Spod zachowanych murów doskonale widać całą miejscowość wraz z co chwila wyłaniającymi się zza domów białymi skałkami.

Panorama Podgrodzia


Ostatnie kilometry szliśmy lokalną drogą i ostatecznie wróciliśmy do Ćmielowa.


Wnętrze przydrożnej kapliczki

Do pociągu zostało nam jednak jeszcze trochę czasu, wystarczająco dużo bym mógł zobaczyć fabrykę porcelany.

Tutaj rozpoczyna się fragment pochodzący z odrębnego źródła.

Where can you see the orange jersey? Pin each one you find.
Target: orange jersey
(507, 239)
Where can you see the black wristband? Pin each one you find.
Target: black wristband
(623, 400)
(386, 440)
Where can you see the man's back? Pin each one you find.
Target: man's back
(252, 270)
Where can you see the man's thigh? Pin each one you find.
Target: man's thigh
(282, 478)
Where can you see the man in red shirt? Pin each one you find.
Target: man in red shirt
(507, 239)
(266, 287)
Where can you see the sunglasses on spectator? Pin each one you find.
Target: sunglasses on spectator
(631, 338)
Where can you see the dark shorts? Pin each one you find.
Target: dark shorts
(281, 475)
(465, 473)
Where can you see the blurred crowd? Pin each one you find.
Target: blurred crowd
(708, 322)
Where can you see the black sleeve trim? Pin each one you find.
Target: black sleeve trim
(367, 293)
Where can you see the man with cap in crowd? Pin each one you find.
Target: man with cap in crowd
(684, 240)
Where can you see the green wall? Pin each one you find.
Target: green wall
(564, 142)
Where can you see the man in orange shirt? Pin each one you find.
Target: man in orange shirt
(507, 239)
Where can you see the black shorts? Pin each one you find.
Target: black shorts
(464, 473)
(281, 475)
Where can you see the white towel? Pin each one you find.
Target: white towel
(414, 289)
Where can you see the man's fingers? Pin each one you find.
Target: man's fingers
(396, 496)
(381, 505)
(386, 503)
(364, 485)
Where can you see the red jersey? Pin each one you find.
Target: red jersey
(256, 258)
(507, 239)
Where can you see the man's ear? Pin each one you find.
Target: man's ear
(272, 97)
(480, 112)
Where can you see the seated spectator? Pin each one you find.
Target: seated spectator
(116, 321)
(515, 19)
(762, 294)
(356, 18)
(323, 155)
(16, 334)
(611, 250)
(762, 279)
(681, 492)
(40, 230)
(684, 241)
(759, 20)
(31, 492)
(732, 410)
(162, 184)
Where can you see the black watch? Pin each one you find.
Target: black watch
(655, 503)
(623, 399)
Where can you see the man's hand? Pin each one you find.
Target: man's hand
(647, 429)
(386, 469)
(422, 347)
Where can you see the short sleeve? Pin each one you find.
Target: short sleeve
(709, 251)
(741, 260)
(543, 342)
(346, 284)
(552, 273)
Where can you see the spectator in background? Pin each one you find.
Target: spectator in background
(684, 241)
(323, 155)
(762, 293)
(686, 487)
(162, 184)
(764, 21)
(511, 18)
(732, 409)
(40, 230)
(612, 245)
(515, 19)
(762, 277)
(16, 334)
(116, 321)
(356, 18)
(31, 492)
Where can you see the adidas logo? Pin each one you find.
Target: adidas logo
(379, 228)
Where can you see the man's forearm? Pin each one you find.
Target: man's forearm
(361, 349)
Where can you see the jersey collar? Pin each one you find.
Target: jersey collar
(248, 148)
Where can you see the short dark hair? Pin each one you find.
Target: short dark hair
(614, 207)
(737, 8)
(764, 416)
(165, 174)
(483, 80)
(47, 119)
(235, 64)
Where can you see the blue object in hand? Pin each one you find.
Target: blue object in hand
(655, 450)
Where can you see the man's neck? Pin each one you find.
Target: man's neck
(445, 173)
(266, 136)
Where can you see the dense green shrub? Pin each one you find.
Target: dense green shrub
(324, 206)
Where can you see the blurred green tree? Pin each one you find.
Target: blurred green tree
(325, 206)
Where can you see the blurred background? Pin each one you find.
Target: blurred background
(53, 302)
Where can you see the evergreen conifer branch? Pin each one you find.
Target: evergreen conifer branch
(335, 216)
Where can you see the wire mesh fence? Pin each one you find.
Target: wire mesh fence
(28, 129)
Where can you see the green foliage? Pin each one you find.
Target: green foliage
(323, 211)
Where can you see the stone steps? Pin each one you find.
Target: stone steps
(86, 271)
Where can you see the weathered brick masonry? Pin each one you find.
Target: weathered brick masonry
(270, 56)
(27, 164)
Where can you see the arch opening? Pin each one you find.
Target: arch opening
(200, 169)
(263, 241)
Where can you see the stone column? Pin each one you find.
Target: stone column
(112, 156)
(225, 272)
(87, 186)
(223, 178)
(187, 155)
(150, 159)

Nie miałem w planach zwiedzania muzeum. Chcąc zdobyć kolejną do kolekcji pieczątkę turystyczną udałem się do firmowego sklepiku. Przede mną w kolejce było jednak jeszcze sporo osób. Wykorzystałem to na zobaczenie sprzedawanych tutaj wyrobów. Widząc cenę pierwszej z figurek na początku nie dowierzałem, jednak gdy każda kolejna okazywała się być jeszcze droższa, zacząłem uważać i z niezwykłą ostrożnością, by przypadkiem czegoś nie potłuc, poruszać się po obiekcie. Niektóre figurki, biorąc pod uwagę cenny materiał, z którego zostały wykonane, mnóstwo włożonej pracy artysty, jak i ręczne malowanie były naprawdę warte swojej ceny. Niektóre jednak mówiąc delikatnie były dosyć abstrakcyjne. Kwestia gustu pozostaje jednak sprawą jak najbardziej otwartą.

Mój ulubiony wzór, czyli maskonury
Hipopotamy niczego sobie.


Pingwiny też dawały radę, ale potem ...

Najdroższe eksponaty, jedna z tych Pań w czarnej sukni kosztuje ... 14 000 zł !!